HISTORIA DE UNA PELÍCULA: MEDÍA NOCHE EN PARÍS
El siguiente texto se lo debo a Woody Allen, cuyo argumento de su película Midnight in Paris se convirtió en mi argumento.
UNO
“Si tienes suerte de haber vivido en París cuando joven, luego París te acompañará, vayas donde vayas, todo el resto de tu vida, ya que París es una fiesta que nos sigue”. Cuando leí esta frase de Hemingway, en París era una fiesta, me dije que algún día visitaría París, y no importaría si estuviera joven o viejo. En la universidad, uno de mis temas favoritos fue el estudio de la Lost generation, esa generación que se gestó de las ruinas del periodo de entreguerras y que convirtió a París en el punto neurálgico de movimientos artísticos de vanguardia, y congregó gente tan talentosa como Scott y Zelda Fitzgerald, Hemingway, Henry Miller, Gertrude Stein, T. S. Eliot, Ezra Pound, Djuna Barnes, además de músicos, pintores, escultores, fotógrafos, cineastas y vividores de la peor calaña. La Edad de Oro convirtió a París en un mito entre artistas incipientes que llegaban a Europa en busca de experiencias para escribir una obra maestra. Muy pocos lo consiguieron. Los que lograron sobresalir, gracias al talento y, en algunos casos, a la genialidad, se han convertido en iconos deslumbrantes de una época esencialmente extraña donde todo era fiesta perpetua en busca de identidad, reconocimiento, fama y autodestrucción.
DOS
Llegamos a París una mañana de junio. Es una mañana soleada, prístina, con un cielo vacío que enmarcaba nubes trazadas magníficamente. Hannah, mi prometida, mi suegro James y mi suegra Candance desayunan en el famoso Ritz de Montmartre, donde nos hospedamos, mientras yo termino de desempacar mis cosas. La verdad es que no quería desayunar con ellos, por eso inventé un prematuro dolor de cabeza a causa de vuelo. En mi maleta está, medio olvidada, Las cosas insignificantes, una novela que llevo un año escribiendo y nada más no puedo terminar. He decido aceptar la oferta de James, y viajar a París para desempolvarme un poco, olvidarme del mundillo de guionistas hollywoodenses, donde me desenvuelvo. He tenido algunos éxitos sonados. Digamos que soy un guionista que ha probado las mieles del éxito muy joven –tengo 30 años- y si no fuera por un sueño algo frustrado de mis años de la universidad, bien podría hacer una carrera excepcional en Hollywood. Quiero terminar mi novela. Quiero publicarla y vivir de mi pluma. El mundo de Hollywood paga muy bien, más de lo que podría ganar con cualquier libro decente que publique, pero toda esa mierda se me sale por los poros, todo ese vino caro, esos autos de lujo, las plumas Haugen en Navidad, el caviar mientras veo un partido de los Dodgers, el guardarropa que Hannah renueva cada mes, la firma de abogados que James dirige, la mansión de Berverly Hills, el rancho de 80 acres en Salinas Valley, las fiestas de caridad, la silicona de Candance, la frágil realidad que se respira en un set.
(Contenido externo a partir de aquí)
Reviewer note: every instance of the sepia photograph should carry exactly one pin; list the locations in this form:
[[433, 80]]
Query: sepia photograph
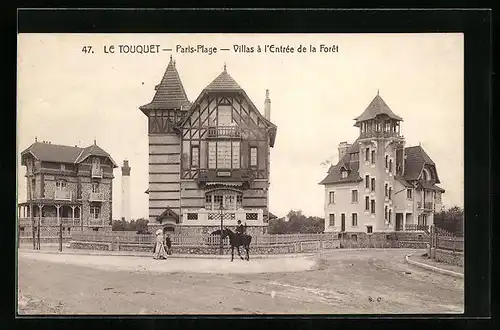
[[240, 174]]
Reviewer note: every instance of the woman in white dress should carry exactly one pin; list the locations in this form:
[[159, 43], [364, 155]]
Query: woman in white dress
[[159, 247]]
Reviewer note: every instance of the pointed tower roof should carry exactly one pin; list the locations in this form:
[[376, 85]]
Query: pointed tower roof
[[376, 107], [223, 82], [170, 93]]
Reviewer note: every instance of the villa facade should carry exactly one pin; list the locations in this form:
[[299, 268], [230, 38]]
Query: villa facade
[[208, 159]]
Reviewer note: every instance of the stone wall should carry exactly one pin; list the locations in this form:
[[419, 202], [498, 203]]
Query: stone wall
[[205, 230], [213, 249], [383, 240]]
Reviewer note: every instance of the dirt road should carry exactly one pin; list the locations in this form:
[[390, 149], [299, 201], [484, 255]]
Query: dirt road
[[339, 282]]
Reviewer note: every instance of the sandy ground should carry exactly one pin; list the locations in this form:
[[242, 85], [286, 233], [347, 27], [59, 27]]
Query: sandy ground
[[339, 282]]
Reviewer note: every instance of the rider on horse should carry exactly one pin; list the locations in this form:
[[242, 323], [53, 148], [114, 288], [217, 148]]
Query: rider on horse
[[240, 229]]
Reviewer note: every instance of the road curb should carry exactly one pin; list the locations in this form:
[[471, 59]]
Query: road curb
[[433, 268]]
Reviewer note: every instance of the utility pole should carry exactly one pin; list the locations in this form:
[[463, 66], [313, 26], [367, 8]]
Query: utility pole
[[221, 248], [60, 236]]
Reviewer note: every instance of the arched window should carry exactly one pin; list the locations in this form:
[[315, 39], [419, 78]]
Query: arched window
[[426, 175], [227, 198]]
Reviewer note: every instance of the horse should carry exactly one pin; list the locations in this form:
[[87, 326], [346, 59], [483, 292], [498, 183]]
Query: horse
[[236, 240]]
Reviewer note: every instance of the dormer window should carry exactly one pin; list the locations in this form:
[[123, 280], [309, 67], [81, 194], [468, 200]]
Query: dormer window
[[426, 175], [60, 184]]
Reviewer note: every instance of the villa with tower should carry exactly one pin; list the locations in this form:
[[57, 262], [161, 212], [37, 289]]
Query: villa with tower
[[209, 158], [379, 184], [66, 185]]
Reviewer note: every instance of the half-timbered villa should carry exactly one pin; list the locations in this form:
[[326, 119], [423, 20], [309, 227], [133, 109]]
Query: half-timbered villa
[[66, 185], [208, 158], [378, 184]]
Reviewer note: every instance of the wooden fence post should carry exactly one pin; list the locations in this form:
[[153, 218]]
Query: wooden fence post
[[60, 237]]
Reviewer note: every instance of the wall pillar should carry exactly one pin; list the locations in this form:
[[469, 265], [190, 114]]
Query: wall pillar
[[81, 217], [40, 208]]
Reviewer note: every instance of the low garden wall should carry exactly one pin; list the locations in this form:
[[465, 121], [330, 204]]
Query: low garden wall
[[210, 249], [447, 256], [383, 240]]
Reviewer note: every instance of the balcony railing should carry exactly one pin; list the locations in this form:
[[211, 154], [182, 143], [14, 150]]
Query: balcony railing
[[223, 131], [96, 172], [96, 197], [379, 134], [97, 222], [63, 194], [50, 221], [415, 227]]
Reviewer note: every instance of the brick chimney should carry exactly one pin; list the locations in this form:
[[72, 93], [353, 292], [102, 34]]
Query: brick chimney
[[343, 147], [267, 106]]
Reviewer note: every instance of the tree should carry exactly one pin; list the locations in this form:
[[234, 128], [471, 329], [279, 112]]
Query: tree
[[297, 223]]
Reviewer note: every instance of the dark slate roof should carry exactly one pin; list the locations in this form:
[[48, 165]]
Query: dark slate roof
[[53, 152], [376, 107], [223, 82], [431, 186], [415, 159], [94, 150], [334, 173], [403, 181], [168, 213], [170, 93], [272, 216], [63, 154]]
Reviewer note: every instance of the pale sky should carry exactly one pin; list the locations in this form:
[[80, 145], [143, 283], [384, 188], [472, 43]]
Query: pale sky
[[69, 97]]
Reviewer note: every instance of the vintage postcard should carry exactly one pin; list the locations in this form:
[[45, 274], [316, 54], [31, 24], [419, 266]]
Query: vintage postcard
[[182, 174]]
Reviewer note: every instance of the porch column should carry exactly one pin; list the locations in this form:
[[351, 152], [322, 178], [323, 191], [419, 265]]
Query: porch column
[[73, 213], [40, 208], [57, 212], [80, 216], [32, 225]]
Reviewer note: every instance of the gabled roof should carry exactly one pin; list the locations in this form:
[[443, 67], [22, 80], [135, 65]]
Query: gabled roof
[[430, 186], [52, 152], [272, 216], [168, 213], [223, 82], [376, 107], [415, 159], [335, 172], [56, 153], [170, 93]]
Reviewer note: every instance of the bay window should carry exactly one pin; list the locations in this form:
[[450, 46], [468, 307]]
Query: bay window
[[223, 154]]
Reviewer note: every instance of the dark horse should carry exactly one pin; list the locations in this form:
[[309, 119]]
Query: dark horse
[[236, 240]]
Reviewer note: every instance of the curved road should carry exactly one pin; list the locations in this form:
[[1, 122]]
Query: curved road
[[340, 282]]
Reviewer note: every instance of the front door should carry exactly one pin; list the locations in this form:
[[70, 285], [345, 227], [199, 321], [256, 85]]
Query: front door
[[399, 221]]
Hace dos años conocí a Hannah en una galería de Malibú. Estaba parada frente a un cuadro de Renoir. Dijo algo sobre el color o sobre la capacidad de Renoir de concentrar la imagen intacta (a Hannah le gusta dárselas de intelectual). Yo sólo alcancé a asentir, y me concentré más en observar sus piernas. Hannah es muy bella, en verdad. Empezamos a salir. Ella venía saliendo de una larga adicción a las anfetaminas, y yo tenía un año que, por prescripción médica, había dejado la cocaína definitivamente. Me contó que había estudiado Historia del Arte en Stanford, y había abierto una galería recientemente en Beverly Hills. Yo le conté de mis andanzas como estudiante de Literatura en UCLA, y mi trabajo como guionista para la Quality, la Expression Films, y finalmente la MGM. Duramos un año de novios. James y Candance arreglaron todo para que al término de un año yo aceptara comprometerme con Hannah. Una cena en un exclusivo salón de Malibú selló el compromiso.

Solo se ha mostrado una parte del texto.